Prisoner released by Russia ‘treated worse than a dog’

A British man freed by Russia said he was “treated worse than a dog” and held in solitary confinement for five months. He was asked if he wanted a quick death or a “beautiful death”. He said the prisoners had to sing the Russian national anthem every morning

Aidan Aslin has returned to the UK after being held captive for months by the Russians following his capture by pro-Russian forces in Ukraine. He told the British Sun that after he was stabbed he was asked if he wanted a quick death or a “beautiful death”. According to him, the prisoners had to sing the Russian national anthem every morning. “And if you hadn’t sung it, you would have been punished for it. You would have been beaten,” he said.

In an interview, the former prisoner said that he was stabbed while in captivity and beaten because of his tattoos. Ten detainees, including Aslin, were released last Wednesday after Saudi Arabia mediated between Russia and Ukraine. Among them were five British nationals who were released, John Harding, Dylan Healy, Andrew Hill and Sean Finner, and Aidan Aslin.
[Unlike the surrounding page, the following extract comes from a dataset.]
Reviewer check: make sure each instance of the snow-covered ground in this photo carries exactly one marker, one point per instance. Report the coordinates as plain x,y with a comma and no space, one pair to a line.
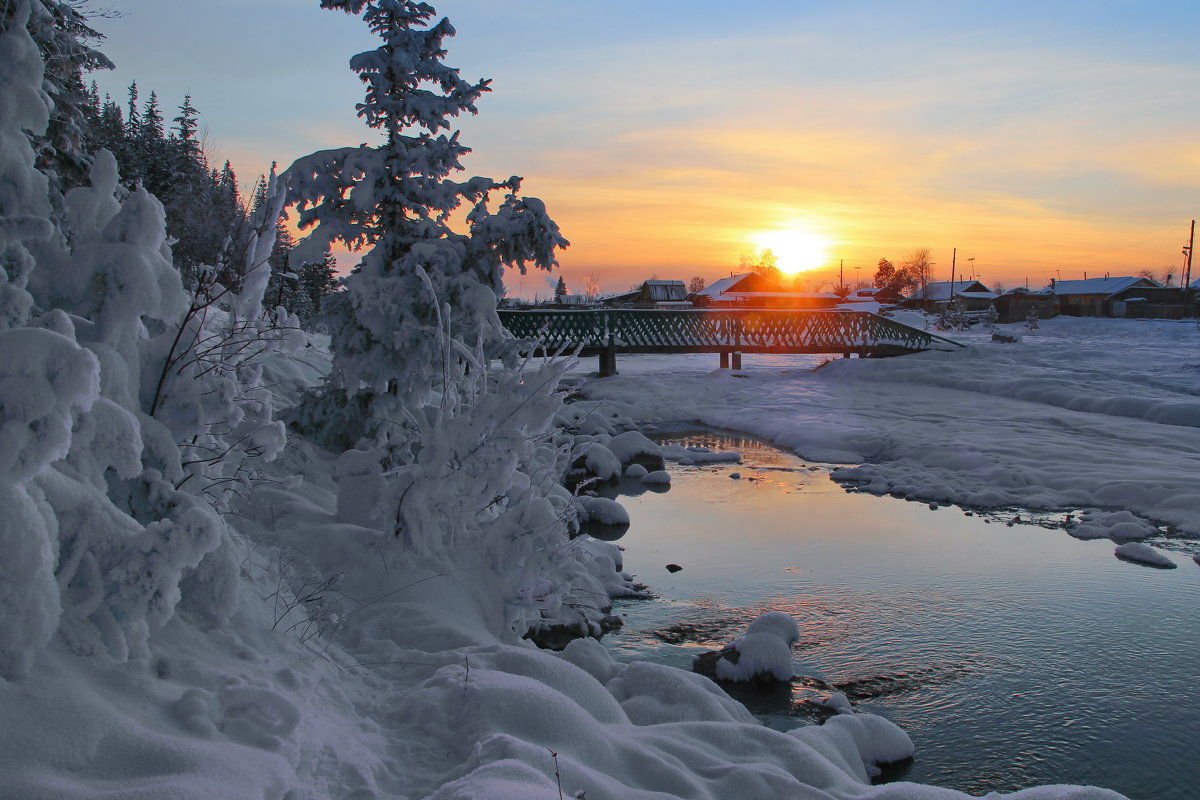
352,668
1079,414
Eslin from Newark, Nottinghamshire was captured in April while fighting in the south-eastern city of Mariupol.

He, Finner and a Moroccan national, Brahim Saadoun, were put on trial in the Donetsk People’s Republic and told they faced the death penalty. Referring to the time he was stabbed in the back, Mr Aslin said: “I knew there was a very high chance I was going to be killed.”
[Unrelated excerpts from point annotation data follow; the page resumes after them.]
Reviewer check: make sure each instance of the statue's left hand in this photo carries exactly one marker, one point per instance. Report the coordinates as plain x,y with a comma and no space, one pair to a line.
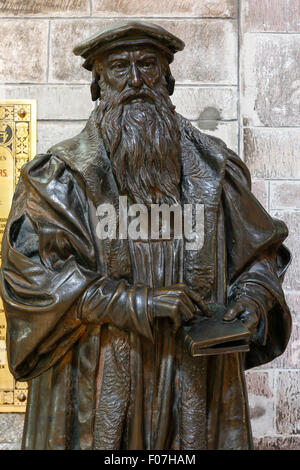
247,311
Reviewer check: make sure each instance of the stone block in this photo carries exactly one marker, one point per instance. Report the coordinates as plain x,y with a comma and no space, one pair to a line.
264,15
210,55
277,443
288,402
49,8
292,220
50,133
54,102
226,131
293,12
290,359
272,153
144,8
206,103
260,191
23,58
285,195
270,80
202,61
261,404
11,427
293,301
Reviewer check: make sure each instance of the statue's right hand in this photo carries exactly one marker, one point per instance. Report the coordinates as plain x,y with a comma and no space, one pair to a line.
173,302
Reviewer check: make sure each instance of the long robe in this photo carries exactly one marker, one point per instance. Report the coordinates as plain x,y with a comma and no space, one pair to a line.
101,374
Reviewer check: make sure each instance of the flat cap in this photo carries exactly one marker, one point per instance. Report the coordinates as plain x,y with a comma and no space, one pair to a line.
128,33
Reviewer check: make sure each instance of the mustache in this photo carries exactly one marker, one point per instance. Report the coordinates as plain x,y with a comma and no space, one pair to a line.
144,92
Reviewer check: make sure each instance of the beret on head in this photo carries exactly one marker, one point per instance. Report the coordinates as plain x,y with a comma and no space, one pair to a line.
128,34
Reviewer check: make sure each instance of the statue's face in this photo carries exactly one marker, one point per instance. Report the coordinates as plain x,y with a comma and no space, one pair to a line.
132,68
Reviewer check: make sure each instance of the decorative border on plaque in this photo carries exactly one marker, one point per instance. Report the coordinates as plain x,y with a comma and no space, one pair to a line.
17,146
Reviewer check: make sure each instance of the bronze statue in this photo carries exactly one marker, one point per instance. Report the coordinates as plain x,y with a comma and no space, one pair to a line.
95,324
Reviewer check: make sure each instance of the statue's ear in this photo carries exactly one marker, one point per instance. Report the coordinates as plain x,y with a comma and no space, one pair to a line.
170,81
95,88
He was asked by a Russian guarding him: “Do you want a quick death or a beautiful death?” In response to a quick death, Mr Aslin was told: “You’re going to have a beautiful death and I’m going to make sure it’s a beautiful death.” He said he was beaten for having a Ukrainian tattoo and one showing his time in Syria as a soldier. Aslin said he was held with four other people in a two-person cell, and was forced to sleep on a mat infested with lice.”
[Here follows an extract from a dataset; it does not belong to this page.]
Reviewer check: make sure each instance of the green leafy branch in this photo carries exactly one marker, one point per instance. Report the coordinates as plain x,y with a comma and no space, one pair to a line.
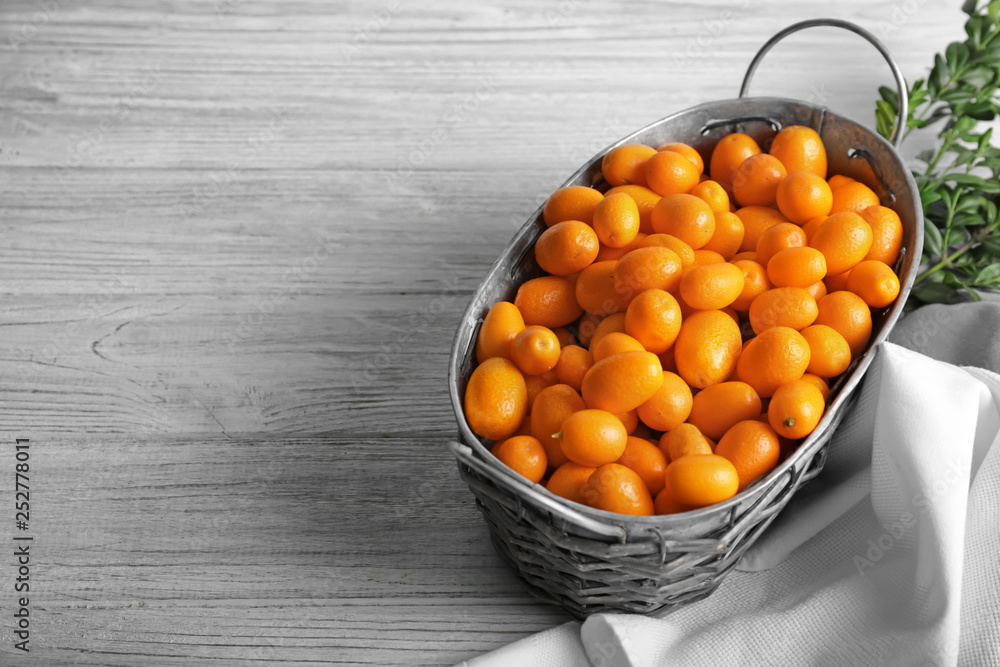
960,181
“We couldn’t go to the bathroom properly because we didn’t have a toilet,” he said, adding that they had to use empty bottles. Aslin said that he survived for three weeks by eating pieces of bread and water – and “in the end we had to beg them to give us tap water.” There was a window in the cell, but there was “nothing to protect us from the outside elements”, it was cold.

When he answered the question where he came from, he was beaten. “As soon as I said Britain I got punched right in the nose,” he said. Aslin said the only time he was released was to do propaganda or receive phone calls.”

His terrifying experience came to an end only after Roman Abramovich brokered an extraordinary prisoner exchange. Aidan, who was reunited with his Ukrainian mother and fiancee, admitted: “I never thought I would make it out alive.”

Aidan built a new life in Ukraine in 2018, joining the Marine Corps. He then fought the Russians after their invasion in February. But his regiment ran into a bad situation when it ran out of food and ammunition in the bloody siege of Mariupol last April.

Aidan traveled to the Donetsk People’s Republic, he was taken to a detention center with a hood over his head and repeatedly beaten with a stick every night during the interrogation. Every answer he gave was met with another blow, while they also threatened to cut off his ear.

After collapsing to the floor, he was hit again in the forehead – suffering injuries that the world would see 24 hours later, when Vladimir Putin’s mouthpieces announced his capture on social media.

During the next five months, he was kept 24 hours a day in a small cell with cockroaches and lice. Aidan said: “For the whole five months I was in captivity, I couldn’t cry. When I heard I had been sentenced to death I wanted to cry but I just couldn’t. It was really about survival. Your life is in the hands of these people and you do what they tell you to do or you suffer the consequences “.

He was finally released through the activities of Roman Abramovich, when they boarded the plane in Rostov, Russia, he found Abramovich there who shook Aidan’s hand and told him: “It’s good that you’re here.” He added: “Abramovich looked at everyone. He was a little shy and didn’t want to bother us. It was amazing. Less than 48 hours earlier I was in isolation, I was treated worse than a dog and now I was on a plane with people who didn’t want to hurt me.”